Leaking

Yesterday, while I was at university waiting for a seminar about network security, I was on -it, and pbor asked me to look at a leak in EggRecentModel. I began wading through the code, but I didn’t found the leakage in time before having to leave.

In the evening, after I got back home, Marta went to her church choir practice, and I looked at recent-files/egg-recent-model.c using Valgrind (and practicing with it, since I’m not that good with this tool); using the function chain reported by valgrind, I noticed that the leak was inside the logic used by egg_recent_model_filter.
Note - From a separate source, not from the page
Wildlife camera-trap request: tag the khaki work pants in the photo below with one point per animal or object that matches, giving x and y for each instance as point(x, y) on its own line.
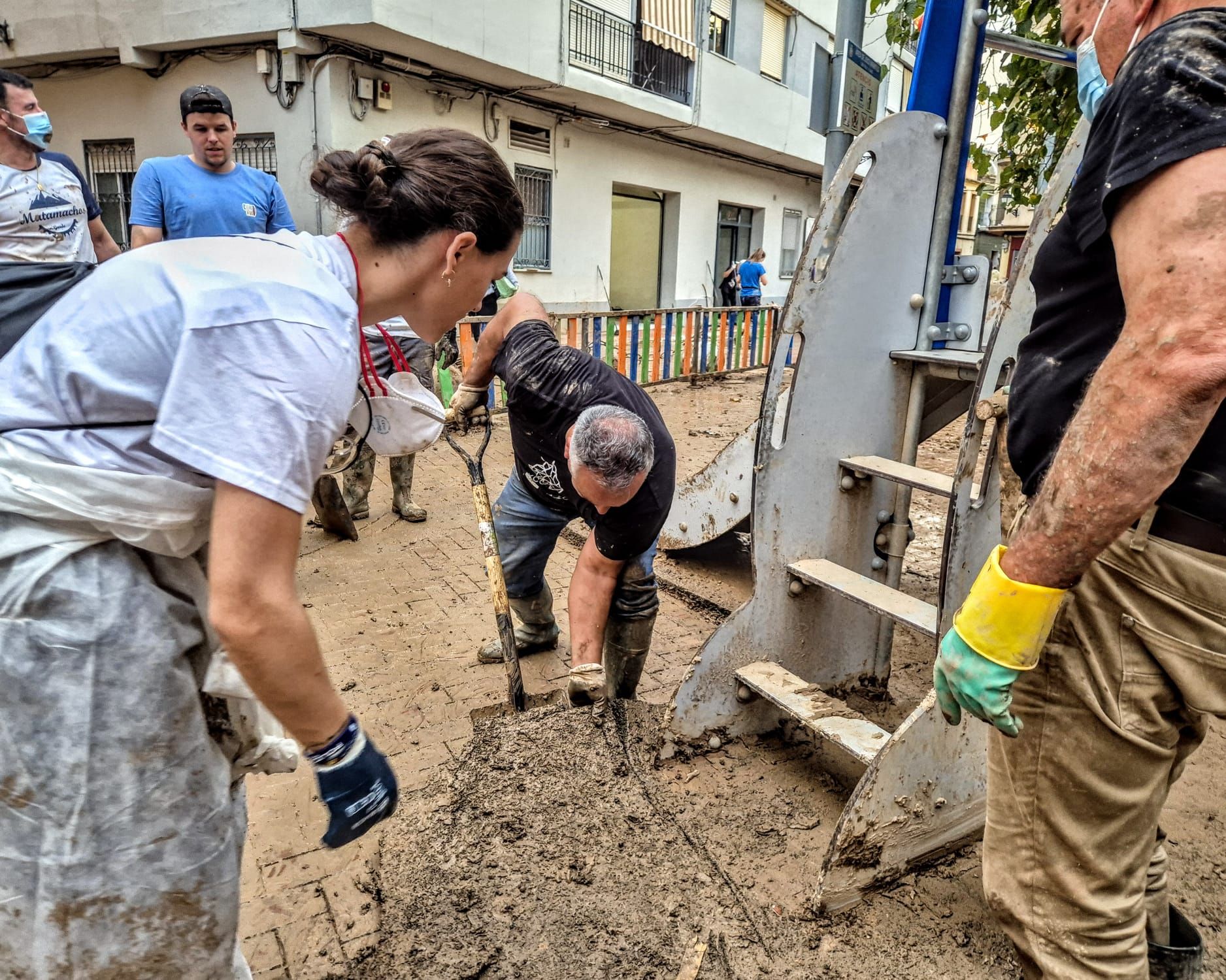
point(1073, 859)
This function scans the list of EggRecentItem objects built from the on-disk storage and filter out using the three pre-defined filter functions (while my RecentManager object supports only custom filtering function, and the RecentChooser implementations might filter the recently used resources list using a more complex RecentFilter object). The problem is that it used the infamous GList scan using while():

  while (list) {
    SomeData *obj = l->data;

    do something with the object

    list = list->next;
  }

This code is perfectly valid: it walks the list by exhausting it; that is: the list pointer reaches the end of the list once it reaches the end of the while. Valid code does not mean right code, though. Suppose you want to move the items of a list inside another list. By using the code above, you would have:

  GList *newlist;

  /* init the target list */
  newlist = NULL;
  while (list) {
    SomeData *obj = l->data;

    if (some_condition)
      newlist = g_list_append (newlist, obj);

    list = list->next;
  }

This code is also perfectly valid for filtering a list. Suppose, now, that you want to destroy the original list and return the filtered copy; you’ll have to free the GList using g_list_free() at the end of the while cycle:

  GList *newlist;

  /* init the target list */
  newlist = NULL;
  while (list) {
    SomeData *obj = l->data;

    if (some_condition)
      newlist = g_list_append (newlist, obj);

    list = list->next;
  }

  g_list_free (list);

  return newlist;

But we said above that the list is walked by exhausting it; hence, the list pointer is now NULL (the exit condition checked by the while cycle). Thus you are leaking the old list; to avoid this leakage, you must walk the list keeping a pointer to the list start. In order to do so, the right thing to do is to use an iterator pointer, and a for() cycle to keep the cycle compact and avoid messing up with the list = list->next assignments on every cycle break condition:

  GList *newlist, *l;

  for (l = list, newlist = NULL; l; l = l->next) {
    SomeData *obj = l->data;

    if (some_condition)
      newlist = g_list_append (newlist, obj);
  }

  g_list_free (list);
  return newlist;

This code does not leak the old list, but it leaks the data that was not moved to the new list; if the function to free the data is called some_list_free, the code above becomes:

  GList *newlist, *l;

  for (l = list, newlist = NULL; l; l = l->next) {
    SomeData *obj = l->data;

    if (some_condition)
      newlist = g_list_append (newlist, obj);
    else
      some_data_free (obj);
  }

  g_list_free (list);
  return newlist;

As a performance sidenote: if the list is long, you might consider using g_list_prepend, since it’s a constant time operation, while g_list_append walks the list; just remember to return the reversed new list:

  GList *newlist, *l;

  for (l = list, newlist = NULL; l; l = l->next) {
    SomeData *obj = l->data;

    if (some_condition)
      newlist = g_list_prepend (newlist, obj);
    else
      some_data_free (obj);
  }

  g_list_free (list);
  return g_list_reverse (newlist);

I had noticed the leak around 10:30pm and began fixing it, but I had to pick up Marta and both returned home at 11:30pm, when we went straight to bed and fell asleep almost immediately. This morning, I found bug #323002 awaiting, with a fix for the first part of the leak (thanks to Paolo). Now, libegg/recent-files HEAD has the leak fully plugged. Subsequent runs of valgrind showed no mor leaks related to the recent-files.

Now, I’m going to check my libegg/recentchooser and my libegg/bookmarkfile code for leaks.